Had he stamped them out first? Had he left them to catch light to the bushes? But next to the gas heater, surely not, yet Phil found traces of shaggy tobacco frizzed unburnt on a few faded filters. What’s his bloody game then?

It certainly wasn’t diplomacy, Phil decided. He immediately ratcheted up to Red Alert and set up a home gym in the lounge. Merely the sight of the newly installed exercise machine empowered him, as the topmost pulley threatened the ceiling. Unfortunately, he could barely lift the top plate of the weight stack and when he mimed firing an arrow on the bullworker he was fearful of twanging off his nose. Worse still, the rowing accessory inflicted a terrible scar, two in effect, for he soon found himself joining the nine-month queue for a double hernia at the Alfred.

For his fiftieth, Rino godfathered a rage with the family, the five families of the five children by his first wife, strung together by fairy lights winking over the verandah and bottles jinking over the fence. Phil, bunkered with Tolstoy, teeth gritted in apprehension, was further assailed by some Tarzan whooping and coughing and bellowing, ‘’Ere, Vio lan da! Viol! I love youse!’

Then suddenly, silence.

Sighs of fear.

A roar from Raging Bull himself.

‘What, are you crazy?’ said a woman urgently, probably Rino’s daughter. ‘I told you not to set foot on his property. Why did you come in? You agreed to stay in the car! Now look what you’ve gone and done.’

Clink of smashed glass.

Arpeggio of shrill screams and whimpering from frightened kids.

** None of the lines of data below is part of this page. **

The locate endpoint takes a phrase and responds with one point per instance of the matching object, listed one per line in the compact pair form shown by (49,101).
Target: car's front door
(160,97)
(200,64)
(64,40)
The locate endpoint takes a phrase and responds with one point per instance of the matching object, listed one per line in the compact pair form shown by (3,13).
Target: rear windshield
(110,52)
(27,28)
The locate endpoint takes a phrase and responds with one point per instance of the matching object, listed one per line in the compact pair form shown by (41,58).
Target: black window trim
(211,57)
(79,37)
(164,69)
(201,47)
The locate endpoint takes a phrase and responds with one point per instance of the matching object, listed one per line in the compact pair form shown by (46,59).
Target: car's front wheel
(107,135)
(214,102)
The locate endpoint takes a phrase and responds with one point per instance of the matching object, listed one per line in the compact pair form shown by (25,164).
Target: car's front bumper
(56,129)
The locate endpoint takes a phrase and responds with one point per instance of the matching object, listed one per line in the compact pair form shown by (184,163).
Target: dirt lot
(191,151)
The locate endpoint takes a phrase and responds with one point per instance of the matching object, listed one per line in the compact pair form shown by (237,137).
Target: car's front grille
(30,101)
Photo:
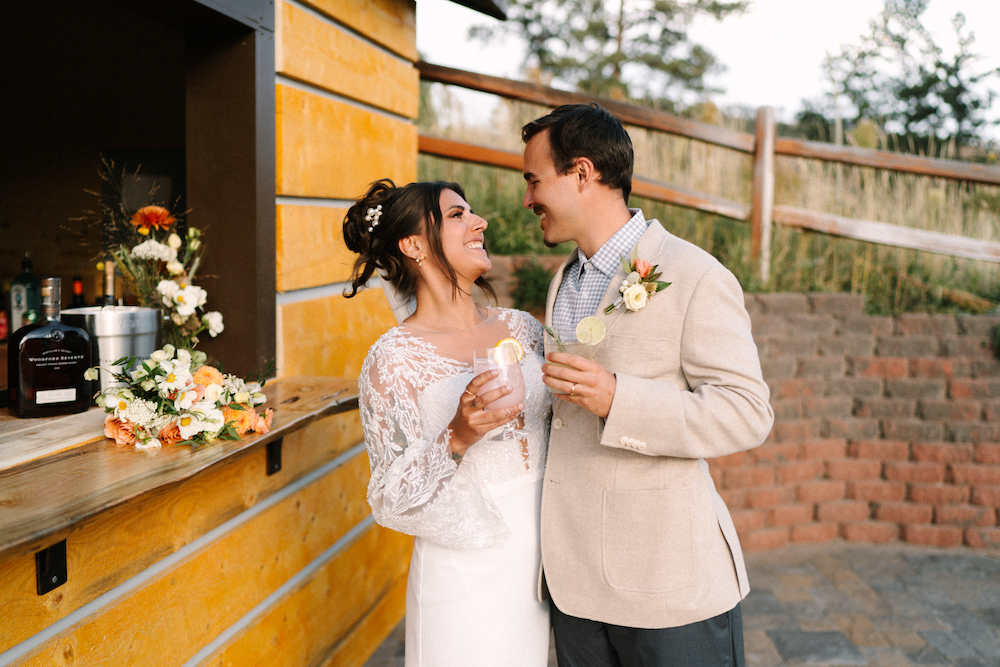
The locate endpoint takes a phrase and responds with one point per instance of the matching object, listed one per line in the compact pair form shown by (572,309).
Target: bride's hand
(472,421)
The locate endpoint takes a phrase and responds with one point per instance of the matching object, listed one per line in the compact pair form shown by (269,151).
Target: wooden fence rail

‘No, Rino! No!’ shrieks Violanda. ‘Prego, prego!’

Peeping through the kitchen curtains, Phil makes out the raised arm of hardwood Rino holding a broken bottle, held back in a wrestle by two youngish men.

‘Get off my property prontissimo or I’ll scar your fg face!’

‘Don’t, Rino, please!’ cries Violanda, in shrill waves. ‘Put that bottle down.’

‘Sta zitti, Viol! ‘E insults me in front of me own wife. In me own house. Fg porco!’

‘Bastardo!’ yells the intruder, who is spoiling for the fight but restrained, then scuffled away by three men and his woman.

‘Don’t you go, Rino! Stay here!’

‘Silenzio!’

The verandah is a conspiracy of whispers and sobbing and hugging.

Twenty minutes later the sons charge all glasses and play a selection of Golden Oldies. Phil longs to request Silence is Golden, but thinks better of it.

Faster, louder, wilder whirl the carousels of sound and ricochets of braggadocio and ‘Vi! Viol, I love youse!’ that they did not hear within spitting distance their cringing neighbour, bent low, picking up traces of Rino’s burnt-out cancer sticks.